Anglican Watch

Spotlight on abuse: Episcopal teacher Christopher Williams

Episcopal Teacher Christopher Williams

In May 2005, Holy Spirit Episcopal School teacher Christopher Williams pleaded guilty to receipt and possession of more than 1,000 child pornography images.

Episcopal Teacher Christopher Williams
Episcopal Teacher Christopher Williams

In December 2003, Texas charges of sexual assault of children at Holy Spirit Episcopal were filed against Williams. The same month, Las Vegas FBI agents searched his home and computers. Williams was arrested in January 2004.

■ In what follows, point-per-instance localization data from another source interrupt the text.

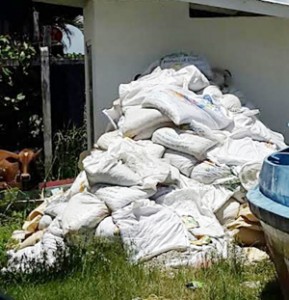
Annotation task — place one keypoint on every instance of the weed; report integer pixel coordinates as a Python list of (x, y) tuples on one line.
[(101, 270), (69, 144)]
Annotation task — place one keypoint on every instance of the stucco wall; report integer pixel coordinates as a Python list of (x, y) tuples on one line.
[(128, 35)]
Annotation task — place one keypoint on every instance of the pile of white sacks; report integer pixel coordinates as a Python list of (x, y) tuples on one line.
[(169, 177)]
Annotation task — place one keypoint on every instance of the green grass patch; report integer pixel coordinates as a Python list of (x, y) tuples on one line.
[(102, 271)]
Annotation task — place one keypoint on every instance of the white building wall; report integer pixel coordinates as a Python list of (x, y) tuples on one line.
[(128, 35)]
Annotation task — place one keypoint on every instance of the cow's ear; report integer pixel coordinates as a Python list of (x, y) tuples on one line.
[(37, 153)]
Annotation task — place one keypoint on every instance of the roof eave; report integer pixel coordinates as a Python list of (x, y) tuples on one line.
[(73, 3)]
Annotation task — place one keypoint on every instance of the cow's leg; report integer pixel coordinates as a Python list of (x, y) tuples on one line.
[(3, 185)]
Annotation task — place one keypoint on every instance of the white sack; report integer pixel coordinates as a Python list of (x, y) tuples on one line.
[(208, 172), (200, 129), (152, 149), (83, 212), (44, 222), (109, 170), (43, 253), (136, 91), (183, 106), (106, 228), (140, 123), (178, 61), (148, 229), (192, 202), (239, 152), (113, 114), (149, 170), (183, 162), (247, 125), (108, 138), (228, 212), (183, 141), (249, 175), (116, 197), (231, 102), (212, 90)]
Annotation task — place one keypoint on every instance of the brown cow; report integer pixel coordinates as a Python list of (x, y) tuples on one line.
[(14, 168)]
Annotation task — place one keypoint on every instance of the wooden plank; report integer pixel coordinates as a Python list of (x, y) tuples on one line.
[(36, 32), (276, 8), (46, 107), (47, 36)]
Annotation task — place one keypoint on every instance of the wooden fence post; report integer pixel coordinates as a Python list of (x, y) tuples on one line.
[(46, 107)]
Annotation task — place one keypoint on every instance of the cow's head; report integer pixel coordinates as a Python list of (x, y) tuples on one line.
[(26, 156)]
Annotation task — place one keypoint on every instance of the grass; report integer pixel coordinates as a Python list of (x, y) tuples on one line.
[(101, 271)]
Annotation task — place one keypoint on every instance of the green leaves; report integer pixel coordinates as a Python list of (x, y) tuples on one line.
[(15, 57)]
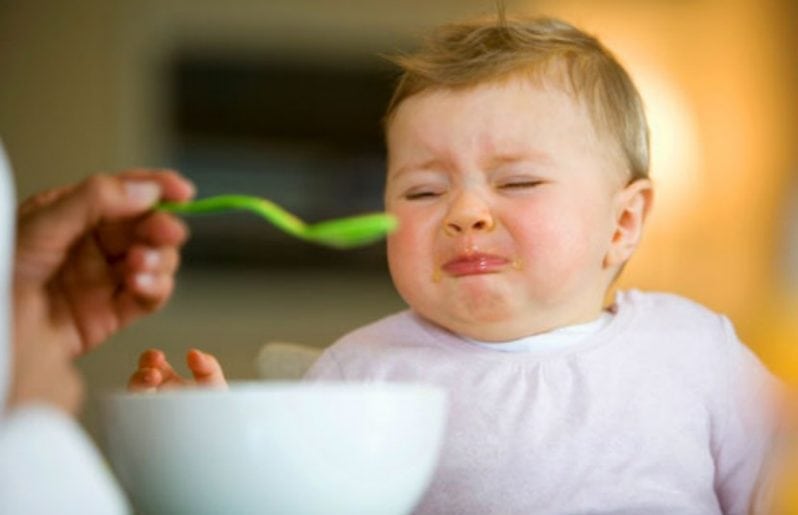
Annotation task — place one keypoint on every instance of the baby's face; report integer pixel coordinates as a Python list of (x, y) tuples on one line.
[(508, 205)]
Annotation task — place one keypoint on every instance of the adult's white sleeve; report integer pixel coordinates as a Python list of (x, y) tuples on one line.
[(48, 465)]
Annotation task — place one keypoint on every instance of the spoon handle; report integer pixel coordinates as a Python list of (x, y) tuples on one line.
[(223, 203)]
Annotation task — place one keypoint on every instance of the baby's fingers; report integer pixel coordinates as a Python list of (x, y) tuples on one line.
[(154, 373), (206, 369), (145, 380)]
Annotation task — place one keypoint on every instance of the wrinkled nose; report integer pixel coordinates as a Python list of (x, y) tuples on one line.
[(468, 213)]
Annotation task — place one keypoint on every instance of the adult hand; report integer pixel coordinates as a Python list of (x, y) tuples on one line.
[(154, 372), (90, 259)]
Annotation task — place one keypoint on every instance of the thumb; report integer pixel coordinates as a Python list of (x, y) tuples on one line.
[(205, 369), (57, 224)]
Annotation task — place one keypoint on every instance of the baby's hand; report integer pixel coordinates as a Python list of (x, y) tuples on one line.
[(155, 373)]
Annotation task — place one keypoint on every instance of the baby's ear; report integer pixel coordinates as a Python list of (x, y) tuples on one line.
[(632, 205)]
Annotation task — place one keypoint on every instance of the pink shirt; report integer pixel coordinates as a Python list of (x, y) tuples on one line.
[(662, 411)]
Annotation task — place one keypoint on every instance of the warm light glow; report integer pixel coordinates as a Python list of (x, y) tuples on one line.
[(676, 160)]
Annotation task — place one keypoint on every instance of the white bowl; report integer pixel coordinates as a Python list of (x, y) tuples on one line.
[(279, 448)]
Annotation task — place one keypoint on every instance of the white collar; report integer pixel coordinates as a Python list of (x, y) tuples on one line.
[(556, 339)]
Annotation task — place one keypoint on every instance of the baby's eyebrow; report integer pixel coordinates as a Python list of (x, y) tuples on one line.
[(496, 161), (429, 164)]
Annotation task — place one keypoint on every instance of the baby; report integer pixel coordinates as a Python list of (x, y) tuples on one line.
[(518, 171)]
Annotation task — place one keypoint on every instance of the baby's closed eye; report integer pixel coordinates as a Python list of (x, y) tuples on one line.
[(518, 183)]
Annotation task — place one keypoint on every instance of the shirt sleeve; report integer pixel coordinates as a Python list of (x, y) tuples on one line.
[(747, 430), (326, 368), (48, 465)]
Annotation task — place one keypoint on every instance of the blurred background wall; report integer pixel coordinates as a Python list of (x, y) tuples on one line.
[(100, 85)]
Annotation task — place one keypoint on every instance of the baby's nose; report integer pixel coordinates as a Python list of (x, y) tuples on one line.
[(468, 213)]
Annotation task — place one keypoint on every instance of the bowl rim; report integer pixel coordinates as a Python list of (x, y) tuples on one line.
[(282, 388)]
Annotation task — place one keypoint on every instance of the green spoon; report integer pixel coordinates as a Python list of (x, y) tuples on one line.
[(342, 233)]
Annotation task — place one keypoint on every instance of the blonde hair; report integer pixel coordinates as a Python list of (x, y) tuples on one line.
[(466, 54)]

U.S. District Judge Keith Ellison sentenced Williams to 12 years and six months in prison on the child pornography charges, followed by a life term of probation. Judge Ellison required Williams to register as a sex offender, to be barred from contact with children under 18, and to be prohibited from using a computer without court permission.
In January 2006, Williams pleaded guilty in the 178th District Court of Harris County, Texas to two counts of aggravated sexual assault of a child under age fourteen, two counts of sexual performance by a child, two counts of indecency with a child by contact, and one count of indecency with a child by exposure at Holy Spirit Episcopal School. The state court assessed Williams’ punishment at ten years’ confinement for the indecency with a child by exposure offense and one of the offenses of sexual performance by a child, and twelve-and-a-half years’ confinement for the other five offenses, to run concurrently. Each of the state judgments of conviction included a special instruction that the sentences “are to be served in a Federal Institution to run concurrent [with] the previous 151 month sentence in [the] federal case.”
In 2008, one victim sued the Diocese of Texas, Holy Spirit Episcopal School, the Episcopal Church of the Holy Spirit, the diocesan council, and Carolyn Trozzo, head of school, for civil responsibility.
In September 2015, Williams was granted parole in his federal cases and neared the end of the sentences in his state cases. Texas petitioned to have Williams declared a sexually violent predator under the SVP Act. Williams appealed his lifetime sexual predator designation on procedural grounds. Psychiatric evaluations determined that Williams “is exclusively attracted sexually to prepubescent males” and overruled his appeal on November 30, 2017.